Bolsonaro imprimiu e difundiu camisetas em que aparece a mão de Lula com quatro dedos, explorando o defeito físico do maior líder popular que o Brasil já teve. Moro, conversando com seus comparsas, se refere ao maior dirigente político que o país tem como “nine”, uma forma depreciativa de mencionar Lula. Condenou Lula, sem provas, a nove anos e meio, achando que era uma ironia sobre os dedos de Lula.

São duas formas de expressão em que se revelam personalidades desprezíveis, odiosas, execráveis, de preconceito e de tentativa de desqualificação de um líder popular, de um operário, de um imigrante nordestino. Coisas que incomodam profundamente a direita brasileira e por isso ela se expressa, através de seus lideres, dessa forma. Expressam bem o que é a elite branca brasileira do centro sul, que se considera dona do país e sempre buscou tratar aos outros – os de origem popular, os do Nordeste, os trabalhadores como bárbaros, selvagens, “mal informados”, como disse o outrora líder dessa gente, o FHC.

A sociedade brasileira teve sempre a discriminação como um dos seus pilares. A escravidão, que desqualificava, ao mesmo tempo, os negros e o trabalho – atividade de uma raça considerada inferior – foi constitutiva do Brasil, como economia, como estratificação social e como ideologia.

Uma sociedade que nunca foi majoritariamente branca teve sempre como ideologia dominante a da elite branca.

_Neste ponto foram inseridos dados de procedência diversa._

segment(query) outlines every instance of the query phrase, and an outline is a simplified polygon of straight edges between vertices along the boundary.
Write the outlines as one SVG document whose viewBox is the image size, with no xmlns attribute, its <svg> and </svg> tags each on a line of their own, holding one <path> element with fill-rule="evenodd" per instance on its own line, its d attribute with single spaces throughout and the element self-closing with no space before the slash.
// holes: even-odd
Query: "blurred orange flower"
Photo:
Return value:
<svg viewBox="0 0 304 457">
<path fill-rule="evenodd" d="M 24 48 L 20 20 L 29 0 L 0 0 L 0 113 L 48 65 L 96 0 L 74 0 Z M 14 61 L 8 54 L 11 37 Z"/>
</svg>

Sempre presidiram o país, ocuparam os cargos mais importantes nas FFAA, nos bancos, nos ministérios, na direção das grandes empresas, na mídia, na direção dos clubes, nas universidades, nos governos – em todos os lugares em que se concentra o poder na sociedade, estiveram sempre os brancos.

A elite paulista e do sul do país representa melhor do que qualquer outro setor esse ranço racista. Nunca assimilaram a Revolução de 30, menos ainda o governo de Getúlio Vargas. Foram derrotados sistematicamente por Getúlio e pelos candidatos que ele apoiou. Atribuíam essa derrota aos “marmiteiros” – expressão depreciativa que a direita tinha para os trabalhadores, uma forma explícita de preconceito de classe.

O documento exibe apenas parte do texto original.